Digital technology has become important ammunition in the arsenal of personalized learning strategies. The idea of personalizing learning has been around for a long time, but ed tech has revealed a particular power to make it more efficient.
So far, ed tech companies have focused on personalizing learning by figuring out how to meet students where they are, giving them material that is challenging but not too challenging and progressing as they do. Motion Math is one of the few companies taking a different approach.
CEO Jacob Klein says tweaking how to present material or when to offer hints assumes that students come to the experience wanting to learn.
“If you have a student who doesn’t want to learn the material or believes that any mistakes they make are indicative that they can’t learn the material, it really doesn’t matter how good your scope and sequence is, how smart your scaffolding is, how smart your hints are,” Klein said. “None of that personalization is going to matter unless you find ways to motivate the student.”
In a recent experiment with more than 5,000 students in grades two through six, researchers from Motion Math tested the impact of mindset coaching on engagement, challenge, persistence and mastery.
A control group of students played the game Hungry Fish as it was originally designed, while an experimental group saw three differences. First, an introductory slideshow gave a quick lesson on the principles of growth mindset. It used a metaphor of a brain growing stronger by lifting weights so students could see that more challenging mental exercises stimulate brain growth.
Second, instead of the standard win/loss statements at the end of a level, the experimental group saw new messages. If they successfully completed a level that was too easy for their skill level, the message encouraged them to try something more challenging, and if they failed to complete a difficult level, they were congratulated on their “great brain workout.”
In the game, students choose their own levels.
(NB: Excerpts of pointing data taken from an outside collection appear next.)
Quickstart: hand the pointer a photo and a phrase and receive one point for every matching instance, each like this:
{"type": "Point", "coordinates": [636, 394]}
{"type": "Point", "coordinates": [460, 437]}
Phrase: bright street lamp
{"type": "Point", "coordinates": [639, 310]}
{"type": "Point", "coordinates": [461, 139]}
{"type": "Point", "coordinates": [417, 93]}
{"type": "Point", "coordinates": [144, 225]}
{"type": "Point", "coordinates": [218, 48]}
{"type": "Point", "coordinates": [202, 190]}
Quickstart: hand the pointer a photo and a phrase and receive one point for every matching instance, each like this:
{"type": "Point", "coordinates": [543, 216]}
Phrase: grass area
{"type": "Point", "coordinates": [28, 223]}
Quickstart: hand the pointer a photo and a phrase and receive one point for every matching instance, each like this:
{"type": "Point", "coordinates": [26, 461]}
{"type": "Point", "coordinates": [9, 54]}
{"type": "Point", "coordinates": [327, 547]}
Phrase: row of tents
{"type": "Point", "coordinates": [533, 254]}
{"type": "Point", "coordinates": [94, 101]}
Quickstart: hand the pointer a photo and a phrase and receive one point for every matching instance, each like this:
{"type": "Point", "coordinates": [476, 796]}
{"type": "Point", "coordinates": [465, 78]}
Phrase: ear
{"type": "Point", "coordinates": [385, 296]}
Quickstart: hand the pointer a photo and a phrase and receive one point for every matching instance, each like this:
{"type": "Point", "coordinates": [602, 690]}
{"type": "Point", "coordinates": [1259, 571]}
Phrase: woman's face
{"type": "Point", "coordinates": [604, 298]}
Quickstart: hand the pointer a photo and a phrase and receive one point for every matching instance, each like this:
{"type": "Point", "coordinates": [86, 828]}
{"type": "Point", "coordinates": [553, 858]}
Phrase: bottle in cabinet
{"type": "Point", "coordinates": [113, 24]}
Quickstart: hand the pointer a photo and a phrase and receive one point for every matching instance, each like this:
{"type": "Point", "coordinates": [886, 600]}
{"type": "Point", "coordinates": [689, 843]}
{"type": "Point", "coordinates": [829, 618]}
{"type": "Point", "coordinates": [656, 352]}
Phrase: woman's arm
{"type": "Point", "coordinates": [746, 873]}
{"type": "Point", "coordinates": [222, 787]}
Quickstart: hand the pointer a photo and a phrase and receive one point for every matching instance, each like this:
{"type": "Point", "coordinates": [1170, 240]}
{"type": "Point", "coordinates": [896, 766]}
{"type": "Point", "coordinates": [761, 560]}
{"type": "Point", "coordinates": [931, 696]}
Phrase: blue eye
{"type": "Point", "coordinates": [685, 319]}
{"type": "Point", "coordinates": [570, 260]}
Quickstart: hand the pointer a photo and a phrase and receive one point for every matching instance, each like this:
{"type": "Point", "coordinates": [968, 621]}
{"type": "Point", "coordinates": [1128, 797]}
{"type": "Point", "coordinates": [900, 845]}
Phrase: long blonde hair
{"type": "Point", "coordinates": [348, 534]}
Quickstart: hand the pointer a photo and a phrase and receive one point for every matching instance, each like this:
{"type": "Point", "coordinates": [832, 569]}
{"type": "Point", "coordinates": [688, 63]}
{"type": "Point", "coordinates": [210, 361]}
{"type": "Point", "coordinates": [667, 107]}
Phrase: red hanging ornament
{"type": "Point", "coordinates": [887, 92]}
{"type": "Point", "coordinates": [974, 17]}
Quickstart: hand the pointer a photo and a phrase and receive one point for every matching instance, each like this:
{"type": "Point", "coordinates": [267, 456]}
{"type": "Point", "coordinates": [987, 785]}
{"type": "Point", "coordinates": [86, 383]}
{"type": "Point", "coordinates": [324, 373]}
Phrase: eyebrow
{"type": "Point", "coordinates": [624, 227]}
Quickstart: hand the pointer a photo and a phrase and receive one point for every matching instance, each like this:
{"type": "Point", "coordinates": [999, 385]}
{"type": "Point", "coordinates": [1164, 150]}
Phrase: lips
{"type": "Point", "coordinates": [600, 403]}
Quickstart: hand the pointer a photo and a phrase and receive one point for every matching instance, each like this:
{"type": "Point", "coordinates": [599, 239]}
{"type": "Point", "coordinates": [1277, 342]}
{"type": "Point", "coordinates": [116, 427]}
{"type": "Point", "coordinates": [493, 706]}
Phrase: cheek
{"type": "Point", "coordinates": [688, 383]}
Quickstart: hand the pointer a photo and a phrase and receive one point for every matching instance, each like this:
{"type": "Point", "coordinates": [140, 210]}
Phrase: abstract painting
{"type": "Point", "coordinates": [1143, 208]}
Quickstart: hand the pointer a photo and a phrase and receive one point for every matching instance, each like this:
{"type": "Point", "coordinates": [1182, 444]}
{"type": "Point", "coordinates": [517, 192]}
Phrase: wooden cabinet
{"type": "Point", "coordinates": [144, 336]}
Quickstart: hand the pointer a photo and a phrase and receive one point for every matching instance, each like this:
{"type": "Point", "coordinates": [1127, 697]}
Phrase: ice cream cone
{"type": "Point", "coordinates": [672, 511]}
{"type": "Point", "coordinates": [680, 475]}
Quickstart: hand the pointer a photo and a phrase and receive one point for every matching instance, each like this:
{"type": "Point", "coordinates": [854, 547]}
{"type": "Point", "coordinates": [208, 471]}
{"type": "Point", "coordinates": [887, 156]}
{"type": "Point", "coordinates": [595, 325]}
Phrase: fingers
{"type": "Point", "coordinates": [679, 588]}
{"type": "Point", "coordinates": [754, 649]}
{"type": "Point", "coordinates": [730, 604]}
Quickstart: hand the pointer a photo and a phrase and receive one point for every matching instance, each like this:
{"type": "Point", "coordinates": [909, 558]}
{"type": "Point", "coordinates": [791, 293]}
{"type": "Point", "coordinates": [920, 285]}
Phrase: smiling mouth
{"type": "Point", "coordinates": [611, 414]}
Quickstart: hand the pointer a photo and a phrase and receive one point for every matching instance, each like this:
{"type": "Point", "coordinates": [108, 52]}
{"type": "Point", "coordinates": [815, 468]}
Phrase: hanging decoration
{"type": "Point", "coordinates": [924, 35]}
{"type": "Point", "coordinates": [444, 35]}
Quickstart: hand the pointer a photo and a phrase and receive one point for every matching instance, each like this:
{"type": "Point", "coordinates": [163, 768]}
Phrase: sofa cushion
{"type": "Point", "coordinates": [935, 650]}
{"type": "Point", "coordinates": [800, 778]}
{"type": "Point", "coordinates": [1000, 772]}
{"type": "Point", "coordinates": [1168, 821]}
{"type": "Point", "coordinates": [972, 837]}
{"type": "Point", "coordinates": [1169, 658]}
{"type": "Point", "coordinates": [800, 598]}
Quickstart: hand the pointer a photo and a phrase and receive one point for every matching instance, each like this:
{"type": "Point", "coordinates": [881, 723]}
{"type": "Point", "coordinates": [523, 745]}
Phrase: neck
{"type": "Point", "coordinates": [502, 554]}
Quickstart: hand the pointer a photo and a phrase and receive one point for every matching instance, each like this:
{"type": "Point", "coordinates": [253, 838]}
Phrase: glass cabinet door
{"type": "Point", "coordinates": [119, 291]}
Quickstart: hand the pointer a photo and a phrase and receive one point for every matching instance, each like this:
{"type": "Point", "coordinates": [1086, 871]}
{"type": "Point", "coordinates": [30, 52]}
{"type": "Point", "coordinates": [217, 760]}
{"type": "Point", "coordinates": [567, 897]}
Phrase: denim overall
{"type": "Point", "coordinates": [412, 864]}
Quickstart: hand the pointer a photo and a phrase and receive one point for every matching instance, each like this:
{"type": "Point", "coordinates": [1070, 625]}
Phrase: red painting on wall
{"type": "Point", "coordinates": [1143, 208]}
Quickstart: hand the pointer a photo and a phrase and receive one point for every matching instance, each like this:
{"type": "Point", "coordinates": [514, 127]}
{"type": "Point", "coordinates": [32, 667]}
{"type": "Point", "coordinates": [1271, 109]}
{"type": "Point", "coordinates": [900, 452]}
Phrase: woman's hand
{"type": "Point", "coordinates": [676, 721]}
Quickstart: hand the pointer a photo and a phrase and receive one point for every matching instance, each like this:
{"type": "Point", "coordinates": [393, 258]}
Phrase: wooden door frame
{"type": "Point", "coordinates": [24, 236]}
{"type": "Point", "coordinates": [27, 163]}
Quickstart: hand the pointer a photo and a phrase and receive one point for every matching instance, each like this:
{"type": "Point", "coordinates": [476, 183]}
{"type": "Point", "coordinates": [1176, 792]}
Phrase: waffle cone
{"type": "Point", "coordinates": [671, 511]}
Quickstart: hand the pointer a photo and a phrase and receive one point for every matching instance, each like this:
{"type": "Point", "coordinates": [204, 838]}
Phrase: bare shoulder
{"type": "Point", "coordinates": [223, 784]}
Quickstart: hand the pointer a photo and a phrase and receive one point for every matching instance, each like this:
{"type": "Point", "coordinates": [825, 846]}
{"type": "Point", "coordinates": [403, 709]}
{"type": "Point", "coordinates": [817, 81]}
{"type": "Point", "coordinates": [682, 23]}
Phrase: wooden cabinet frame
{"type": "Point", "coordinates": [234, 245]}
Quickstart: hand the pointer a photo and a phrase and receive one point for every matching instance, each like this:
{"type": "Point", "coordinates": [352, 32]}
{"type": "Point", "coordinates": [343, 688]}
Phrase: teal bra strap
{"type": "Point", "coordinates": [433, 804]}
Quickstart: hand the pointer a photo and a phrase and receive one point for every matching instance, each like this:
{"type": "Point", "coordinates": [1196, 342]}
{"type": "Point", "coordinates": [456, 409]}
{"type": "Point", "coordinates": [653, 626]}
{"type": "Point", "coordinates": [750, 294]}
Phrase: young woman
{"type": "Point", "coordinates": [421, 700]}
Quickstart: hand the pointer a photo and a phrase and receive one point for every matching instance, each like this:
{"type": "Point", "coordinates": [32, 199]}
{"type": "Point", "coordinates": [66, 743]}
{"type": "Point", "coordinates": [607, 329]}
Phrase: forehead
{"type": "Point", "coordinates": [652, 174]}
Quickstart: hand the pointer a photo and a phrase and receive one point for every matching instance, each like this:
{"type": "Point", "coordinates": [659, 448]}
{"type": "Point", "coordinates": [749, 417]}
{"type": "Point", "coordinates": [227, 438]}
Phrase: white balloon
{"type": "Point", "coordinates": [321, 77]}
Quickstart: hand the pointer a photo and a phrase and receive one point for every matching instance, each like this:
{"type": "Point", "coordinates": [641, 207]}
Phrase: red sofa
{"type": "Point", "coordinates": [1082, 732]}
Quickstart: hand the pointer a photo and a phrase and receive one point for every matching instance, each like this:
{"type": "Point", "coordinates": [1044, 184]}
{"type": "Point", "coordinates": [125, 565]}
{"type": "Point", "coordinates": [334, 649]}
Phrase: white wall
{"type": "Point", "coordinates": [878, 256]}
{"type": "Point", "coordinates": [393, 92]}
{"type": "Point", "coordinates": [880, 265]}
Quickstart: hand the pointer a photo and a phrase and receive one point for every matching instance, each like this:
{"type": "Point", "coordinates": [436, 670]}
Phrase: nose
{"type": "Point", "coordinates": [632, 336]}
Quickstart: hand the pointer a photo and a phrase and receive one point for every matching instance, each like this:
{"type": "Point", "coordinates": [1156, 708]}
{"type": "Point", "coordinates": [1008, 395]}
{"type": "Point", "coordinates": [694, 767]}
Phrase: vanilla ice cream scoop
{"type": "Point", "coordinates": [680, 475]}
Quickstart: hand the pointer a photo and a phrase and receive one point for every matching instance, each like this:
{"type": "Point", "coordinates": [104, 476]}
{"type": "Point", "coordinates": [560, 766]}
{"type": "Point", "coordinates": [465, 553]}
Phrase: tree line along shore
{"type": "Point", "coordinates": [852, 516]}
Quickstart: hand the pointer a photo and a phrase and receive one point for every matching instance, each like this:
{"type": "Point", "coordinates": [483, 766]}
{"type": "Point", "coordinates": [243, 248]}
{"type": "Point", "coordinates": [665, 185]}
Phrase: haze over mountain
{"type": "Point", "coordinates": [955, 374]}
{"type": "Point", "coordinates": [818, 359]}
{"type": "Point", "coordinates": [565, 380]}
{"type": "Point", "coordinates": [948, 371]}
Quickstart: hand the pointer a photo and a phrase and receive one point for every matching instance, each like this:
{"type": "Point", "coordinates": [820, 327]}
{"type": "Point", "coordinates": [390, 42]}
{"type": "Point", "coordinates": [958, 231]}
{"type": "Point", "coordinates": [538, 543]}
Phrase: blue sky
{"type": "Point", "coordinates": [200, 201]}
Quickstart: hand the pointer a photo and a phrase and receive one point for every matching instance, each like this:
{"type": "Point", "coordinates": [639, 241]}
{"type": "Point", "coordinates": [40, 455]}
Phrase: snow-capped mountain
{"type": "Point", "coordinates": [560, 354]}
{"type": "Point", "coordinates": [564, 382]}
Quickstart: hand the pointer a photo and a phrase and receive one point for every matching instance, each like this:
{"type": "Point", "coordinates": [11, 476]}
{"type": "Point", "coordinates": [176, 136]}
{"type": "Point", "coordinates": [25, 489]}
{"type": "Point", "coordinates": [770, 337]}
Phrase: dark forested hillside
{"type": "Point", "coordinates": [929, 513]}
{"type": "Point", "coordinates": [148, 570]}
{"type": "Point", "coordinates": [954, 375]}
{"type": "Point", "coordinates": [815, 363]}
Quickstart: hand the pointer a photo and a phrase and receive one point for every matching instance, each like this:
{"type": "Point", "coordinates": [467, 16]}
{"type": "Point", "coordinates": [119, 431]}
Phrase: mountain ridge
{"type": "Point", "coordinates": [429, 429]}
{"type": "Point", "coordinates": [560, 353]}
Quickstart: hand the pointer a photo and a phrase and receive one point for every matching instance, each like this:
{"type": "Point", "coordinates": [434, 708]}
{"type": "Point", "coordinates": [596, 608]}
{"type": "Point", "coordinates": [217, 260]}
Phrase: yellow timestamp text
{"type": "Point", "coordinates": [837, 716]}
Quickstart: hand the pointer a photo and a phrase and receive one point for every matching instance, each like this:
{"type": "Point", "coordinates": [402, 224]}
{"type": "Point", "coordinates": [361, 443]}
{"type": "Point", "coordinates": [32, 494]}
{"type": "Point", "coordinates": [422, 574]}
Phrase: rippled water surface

The control group could choose between levels one and 18, while the experimental group had to choose from four level categories — one easier than their current skill level, one harder and two in line with it.
The personalization in Hungry Fish is not about the difficulty of content or pace at which students approach it. It personalizes messages based on student choices, with an overall goal of getting students to think differently about being challenged.
Klein said the results of the study were even better than expected. They were worried that any improvements in persistence or students’ approach to challenge would be offset by reduced engagement. Researchers thought the messages would seem too pedantic.
“In fact, we found the opposite,” Klein said. The largest effect size from the experiment was in the category of engagement.
In 2013, BrainPOP similarly tried to integrate growth mindset coaching into its game Refraction. In an experimental setup, students who were playing the growth mindset version of the game played for longer and completed more levels than their peers in the control version of the game. Importantly, they persisted for longer when faced with challenging problems.
In a white paper describing the Motion Math study, Stanford University professor and Motion Math consultant Jo Boaler writes the outcomes present a key lesson for teachers.
“Some of the most important classroom moments come when students struggle – in those instances many students give up, telling themselves they are not a “math person,” Boaler said. “The interventions designed by the Motion Math team – telling students in moments of struggle that their brains are benefiting, and their learning is maximized – are useable by any teacher of mathematics.”
Even beyond math, children who see their ability in the context of a growth mindset rather than a fixed one are better prepared to succeed. Now it looks like a growing number of games may soon be able to reinforce this critical perspective.